Melanie: Bec, I love what you’re doing. It sounds like you’ve established a place that’s totally supporting you and advocating for what you’re doing, and it will be funded. And then through the other threads that you’re following, there are opportunities to become really visible. And it sounds like you’re using networks that you have including the Chamber of Commerce being basically a business network, that you’re going to get a lot of visibility. I’m sure that once you get one or two case studies finished, you’ll have something to really talk about in terms of the impact that compassion fatigue coaching can have.

Rebecca: Yeah, and I think, you know, I’ve done a lot of networking, you do have to put energy into that like, and sometimes you get, you know, at the end of the day, like, oh, you know, I’ve done so much networking, and not much coaching, but I know that that’s leading to coaching that’s lit and you are coaching my networking, because you use the coaching language.

I’m really using content from the Passion to Profit course I did with you as part of the Professional Certificate. You know, we got some worksheets, we learned how to utilize that coaching language while we’re having conversation, even with phone calls. What is the issue, how is this affecting you, you know, what are the implications? How confident are you that you want to make change?

So, I am using coaching and P2P tools in those areas for example, which is great, because it’s continuing those skills.

Plus I have lots of connections but am needing to build more.

Melanie: Yeah, it’s all about finding the right people, isn’t it? And I know, you know, in marketing people may not be ready to change, not thinking about change, maybe thinking about change, preparing, etc. And it’s sometimes not even just the right person, but the right timing of finding people who are in that stage of readiness to change. And something happens from that.

Rebecca: And I think also, as a coach, sometimes you get really nervous, like, I reached out to the Australian Veterinary Association, and I’ve got a meeting booked with them. Before I sent that email to them, I was so nervous, you know, oh, my gosh, I’m sending it to them!

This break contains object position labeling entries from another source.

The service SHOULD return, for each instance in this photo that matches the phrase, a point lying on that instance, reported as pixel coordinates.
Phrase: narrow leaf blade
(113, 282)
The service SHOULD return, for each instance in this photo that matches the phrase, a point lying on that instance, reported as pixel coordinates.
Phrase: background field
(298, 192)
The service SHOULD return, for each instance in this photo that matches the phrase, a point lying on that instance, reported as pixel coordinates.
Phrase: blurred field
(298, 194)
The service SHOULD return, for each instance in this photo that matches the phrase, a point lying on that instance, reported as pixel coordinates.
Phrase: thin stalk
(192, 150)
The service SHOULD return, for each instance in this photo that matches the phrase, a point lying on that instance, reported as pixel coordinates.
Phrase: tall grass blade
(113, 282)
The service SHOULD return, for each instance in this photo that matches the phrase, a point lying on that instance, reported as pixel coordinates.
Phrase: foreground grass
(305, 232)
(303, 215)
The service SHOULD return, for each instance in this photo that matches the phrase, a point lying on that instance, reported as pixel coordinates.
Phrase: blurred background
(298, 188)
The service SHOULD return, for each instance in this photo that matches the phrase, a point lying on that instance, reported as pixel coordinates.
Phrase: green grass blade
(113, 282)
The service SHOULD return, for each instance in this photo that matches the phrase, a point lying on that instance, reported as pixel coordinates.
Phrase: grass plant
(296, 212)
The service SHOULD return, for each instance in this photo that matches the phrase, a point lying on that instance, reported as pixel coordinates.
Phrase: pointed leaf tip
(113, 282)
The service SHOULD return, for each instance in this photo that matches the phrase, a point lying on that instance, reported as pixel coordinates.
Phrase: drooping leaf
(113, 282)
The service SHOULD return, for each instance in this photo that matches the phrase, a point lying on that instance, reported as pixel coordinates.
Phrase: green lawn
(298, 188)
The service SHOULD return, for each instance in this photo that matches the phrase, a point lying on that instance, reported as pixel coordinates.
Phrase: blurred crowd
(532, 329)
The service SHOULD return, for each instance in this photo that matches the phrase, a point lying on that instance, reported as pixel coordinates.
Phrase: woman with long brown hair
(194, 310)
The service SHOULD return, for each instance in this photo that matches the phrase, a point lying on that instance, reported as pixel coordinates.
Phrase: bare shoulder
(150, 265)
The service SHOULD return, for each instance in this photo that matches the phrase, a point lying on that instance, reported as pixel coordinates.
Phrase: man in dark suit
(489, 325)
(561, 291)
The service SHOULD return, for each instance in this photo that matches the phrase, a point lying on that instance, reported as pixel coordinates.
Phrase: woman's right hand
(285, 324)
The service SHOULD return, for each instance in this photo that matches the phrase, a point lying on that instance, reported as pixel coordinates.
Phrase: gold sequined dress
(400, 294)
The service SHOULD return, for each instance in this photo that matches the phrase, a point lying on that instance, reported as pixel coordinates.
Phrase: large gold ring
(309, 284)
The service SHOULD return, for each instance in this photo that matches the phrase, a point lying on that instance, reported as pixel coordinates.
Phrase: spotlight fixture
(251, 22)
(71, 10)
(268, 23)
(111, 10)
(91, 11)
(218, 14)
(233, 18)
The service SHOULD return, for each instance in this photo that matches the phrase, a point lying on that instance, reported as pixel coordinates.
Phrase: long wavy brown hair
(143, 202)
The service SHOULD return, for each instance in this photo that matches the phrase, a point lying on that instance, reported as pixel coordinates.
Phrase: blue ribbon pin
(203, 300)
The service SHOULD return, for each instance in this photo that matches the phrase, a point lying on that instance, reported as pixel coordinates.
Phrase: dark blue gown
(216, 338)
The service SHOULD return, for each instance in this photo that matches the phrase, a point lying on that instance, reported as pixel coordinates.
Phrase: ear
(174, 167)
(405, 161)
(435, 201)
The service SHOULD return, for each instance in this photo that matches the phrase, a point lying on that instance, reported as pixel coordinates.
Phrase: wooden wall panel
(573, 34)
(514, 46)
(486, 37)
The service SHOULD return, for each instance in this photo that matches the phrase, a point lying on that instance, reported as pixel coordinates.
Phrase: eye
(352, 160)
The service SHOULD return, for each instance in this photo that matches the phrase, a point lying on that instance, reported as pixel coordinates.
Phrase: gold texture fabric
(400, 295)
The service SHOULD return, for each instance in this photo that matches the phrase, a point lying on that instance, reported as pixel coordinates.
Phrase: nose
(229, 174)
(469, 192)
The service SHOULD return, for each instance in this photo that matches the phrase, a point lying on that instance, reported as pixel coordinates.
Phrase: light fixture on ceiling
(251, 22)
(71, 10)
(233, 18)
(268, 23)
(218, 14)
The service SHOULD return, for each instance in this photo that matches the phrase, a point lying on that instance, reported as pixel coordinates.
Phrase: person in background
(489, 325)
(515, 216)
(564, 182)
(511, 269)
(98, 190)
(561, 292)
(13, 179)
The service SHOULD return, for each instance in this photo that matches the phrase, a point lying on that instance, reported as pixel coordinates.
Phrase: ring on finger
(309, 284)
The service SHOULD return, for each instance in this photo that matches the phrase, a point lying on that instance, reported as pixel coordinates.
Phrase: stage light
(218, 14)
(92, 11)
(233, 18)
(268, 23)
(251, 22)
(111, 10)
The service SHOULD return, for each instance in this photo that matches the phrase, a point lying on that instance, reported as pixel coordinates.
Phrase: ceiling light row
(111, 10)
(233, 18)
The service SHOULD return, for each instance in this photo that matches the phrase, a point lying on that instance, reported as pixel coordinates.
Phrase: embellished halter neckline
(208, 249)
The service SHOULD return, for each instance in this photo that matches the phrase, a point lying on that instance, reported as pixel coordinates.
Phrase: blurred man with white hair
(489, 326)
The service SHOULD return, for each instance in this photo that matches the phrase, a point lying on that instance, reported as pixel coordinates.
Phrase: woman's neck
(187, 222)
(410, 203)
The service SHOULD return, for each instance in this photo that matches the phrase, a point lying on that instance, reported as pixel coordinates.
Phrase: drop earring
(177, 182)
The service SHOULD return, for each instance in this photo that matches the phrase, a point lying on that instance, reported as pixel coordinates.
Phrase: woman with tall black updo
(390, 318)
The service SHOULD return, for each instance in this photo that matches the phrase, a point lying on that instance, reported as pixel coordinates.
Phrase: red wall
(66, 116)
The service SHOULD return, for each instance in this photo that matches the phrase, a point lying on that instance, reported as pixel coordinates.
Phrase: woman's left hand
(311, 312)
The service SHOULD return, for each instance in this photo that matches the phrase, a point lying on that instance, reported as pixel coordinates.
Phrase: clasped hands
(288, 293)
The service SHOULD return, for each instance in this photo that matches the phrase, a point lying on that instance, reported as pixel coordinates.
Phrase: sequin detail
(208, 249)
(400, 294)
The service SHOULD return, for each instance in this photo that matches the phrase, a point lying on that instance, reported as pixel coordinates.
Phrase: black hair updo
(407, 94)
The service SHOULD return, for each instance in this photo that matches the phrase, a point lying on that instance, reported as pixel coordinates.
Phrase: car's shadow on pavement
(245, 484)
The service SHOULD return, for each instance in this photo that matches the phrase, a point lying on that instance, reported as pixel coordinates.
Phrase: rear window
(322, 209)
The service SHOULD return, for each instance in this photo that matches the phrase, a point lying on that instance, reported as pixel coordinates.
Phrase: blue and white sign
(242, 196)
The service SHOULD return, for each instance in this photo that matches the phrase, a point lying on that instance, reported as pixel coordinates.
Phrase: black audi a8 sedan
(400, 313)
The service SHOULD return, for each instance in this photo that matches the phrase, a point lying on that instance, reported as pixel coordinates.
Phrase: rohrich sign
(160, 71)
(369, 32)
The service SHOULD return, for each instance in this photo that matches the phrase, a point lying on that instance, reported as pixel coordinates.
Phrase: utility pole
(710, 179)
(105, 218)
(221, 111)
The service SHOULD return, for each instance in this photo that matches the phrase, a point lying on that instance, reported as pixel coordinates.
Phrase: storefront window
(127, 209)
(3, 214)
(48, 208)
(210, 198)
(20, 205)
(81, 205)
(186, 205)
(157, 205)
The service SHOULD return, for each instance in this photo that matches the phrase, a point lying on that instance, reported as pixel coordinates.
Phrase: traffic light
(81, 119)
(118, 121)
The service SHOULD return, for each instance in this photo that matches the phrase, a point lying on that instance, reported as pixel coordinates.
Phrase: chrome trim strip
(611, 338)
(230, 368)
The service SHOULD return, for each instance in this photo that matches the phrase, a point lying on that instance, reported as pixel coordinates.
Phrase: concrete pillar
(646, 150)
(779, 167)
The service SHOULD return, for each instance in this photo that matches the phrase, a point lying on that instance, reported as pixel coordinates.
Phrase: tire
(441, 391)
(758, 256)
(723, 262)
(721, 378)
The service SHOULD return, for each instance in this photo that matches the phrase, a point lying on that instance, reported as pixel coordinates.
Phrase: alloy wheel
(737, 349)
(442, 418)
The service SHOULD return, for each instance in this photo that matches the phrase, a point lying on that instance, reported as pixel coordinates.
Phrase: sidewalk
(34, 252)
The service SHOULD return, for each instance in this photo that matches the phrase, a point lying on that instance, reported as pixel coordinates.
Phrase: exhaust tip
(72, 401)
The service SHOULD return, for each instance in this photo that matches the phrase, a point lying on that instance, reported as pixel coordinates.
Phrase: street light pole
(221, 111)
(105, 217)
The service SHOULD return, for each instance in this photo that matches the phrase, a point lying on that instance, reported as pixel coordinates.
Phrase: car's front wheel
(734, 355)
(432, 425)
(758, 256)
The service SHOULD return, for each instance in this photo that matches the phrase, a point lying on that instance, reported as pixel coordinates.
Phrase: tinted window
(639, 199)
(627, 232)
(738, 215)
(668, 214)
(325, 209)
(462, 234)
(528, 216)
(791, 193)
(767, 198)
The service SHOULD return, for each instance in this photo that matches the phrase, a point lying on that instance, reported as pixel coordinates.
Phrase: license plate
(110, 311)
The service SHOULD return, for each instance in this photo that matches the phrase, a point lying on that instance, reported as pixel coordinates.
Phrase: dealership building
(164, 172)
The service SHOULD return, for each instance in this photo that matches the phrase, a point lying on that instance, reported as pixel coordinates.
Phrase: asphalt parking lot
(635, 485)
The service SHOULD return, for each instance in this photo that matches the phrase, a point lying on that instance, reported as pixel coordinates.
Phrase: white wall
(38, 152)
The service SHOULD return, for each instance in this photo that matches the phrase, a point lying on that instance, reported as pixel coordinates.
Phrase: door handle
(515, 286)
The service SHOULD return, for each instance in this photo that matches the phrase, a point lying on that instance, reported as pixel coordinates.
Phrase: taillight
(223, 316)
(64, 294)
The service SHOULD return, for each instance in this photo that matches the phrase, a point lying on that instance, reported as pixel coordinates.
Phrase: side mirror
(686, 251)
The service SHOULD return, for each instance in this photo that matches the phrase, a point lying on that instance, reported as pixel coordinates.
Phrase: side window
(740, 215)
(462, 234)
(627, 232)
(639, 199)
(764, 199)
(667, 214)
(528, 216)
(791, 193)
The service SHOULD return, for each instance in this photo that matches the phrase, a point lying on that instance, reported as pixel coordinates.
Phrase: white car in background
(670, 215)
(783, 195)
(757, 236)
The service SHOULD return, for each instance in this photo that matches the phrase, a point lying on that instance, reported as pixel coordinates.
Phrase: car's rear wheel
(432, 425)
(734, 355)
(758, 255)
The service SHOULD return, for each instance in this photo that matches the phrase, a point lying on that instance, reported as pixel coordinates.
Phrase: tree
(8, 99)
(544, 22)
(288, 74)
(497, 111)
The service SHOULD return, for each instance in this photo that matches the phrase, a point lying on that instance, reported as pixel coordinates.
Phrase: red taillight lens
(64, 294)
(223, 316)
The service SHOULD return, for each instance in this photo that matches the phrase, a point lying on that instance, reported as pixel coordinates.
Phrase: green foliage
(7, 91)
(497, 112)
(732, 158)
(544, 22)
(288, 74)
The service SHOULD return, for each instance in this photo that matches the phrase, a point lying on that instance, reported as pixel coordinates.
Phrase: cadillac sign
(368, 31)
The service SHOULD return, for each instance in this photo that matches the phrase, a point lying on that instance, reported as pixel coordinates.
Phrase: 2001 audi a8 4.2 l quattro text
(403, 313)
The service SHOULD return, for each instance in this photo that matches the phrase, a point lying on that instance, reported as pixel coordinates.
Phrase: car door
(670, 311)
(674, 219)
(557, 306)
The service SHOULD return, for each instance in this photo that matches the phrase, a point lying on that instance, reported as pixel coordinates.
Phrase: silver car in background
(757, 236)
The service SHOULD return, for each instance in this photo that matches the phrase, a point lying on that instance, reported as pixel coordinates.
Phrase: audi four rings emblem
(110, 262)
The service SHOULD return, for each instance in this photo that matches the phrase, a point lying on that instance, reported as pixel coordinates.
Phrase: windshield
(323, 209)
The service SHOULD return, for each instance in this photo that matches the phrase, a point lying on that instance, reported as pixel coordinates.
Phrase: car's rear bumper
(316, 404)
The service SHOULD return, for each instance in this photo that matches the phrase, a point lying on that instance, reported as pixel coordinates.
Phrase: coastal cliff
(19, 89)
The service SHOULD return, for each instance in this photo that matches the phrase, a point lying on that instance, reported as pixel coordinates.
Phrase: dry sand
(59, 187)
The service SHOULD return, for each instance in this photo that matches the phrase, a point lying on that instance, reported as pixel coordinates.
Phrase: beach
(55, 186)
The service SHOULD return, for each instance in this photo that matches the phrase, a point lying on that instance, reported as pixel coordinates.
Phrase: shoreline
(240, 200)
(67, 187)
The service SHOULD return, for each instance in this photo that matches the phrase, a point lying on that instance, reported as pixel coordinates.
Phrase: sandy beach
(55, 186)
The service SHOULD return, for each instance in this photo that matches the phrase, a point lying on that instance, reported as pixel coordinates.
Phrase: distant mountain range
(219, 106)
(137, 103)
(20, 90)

Have I got all the right qualifications? Am I the right person for this? And so you second guess yourself, but then it’s just like, No, I’ve got this, I’ve got the training, I’ve got the knowledge if this is a place that I want to be in, I’m going to send this email.

And, I got a great response back. So sometimes you do question yourself early on, but what’s the harm sometimes in having a No, it just means that you change direction and find a different way!

Melanie: Well said Bec. Thanks so much for agreeing to be interviewed to talk about what you’re doing at the moment and two months out, you’re already making a great impact and creating a ripple effect by the sound of things starting an important conversation that’s much needed and can make a real difference. So thanks for being here.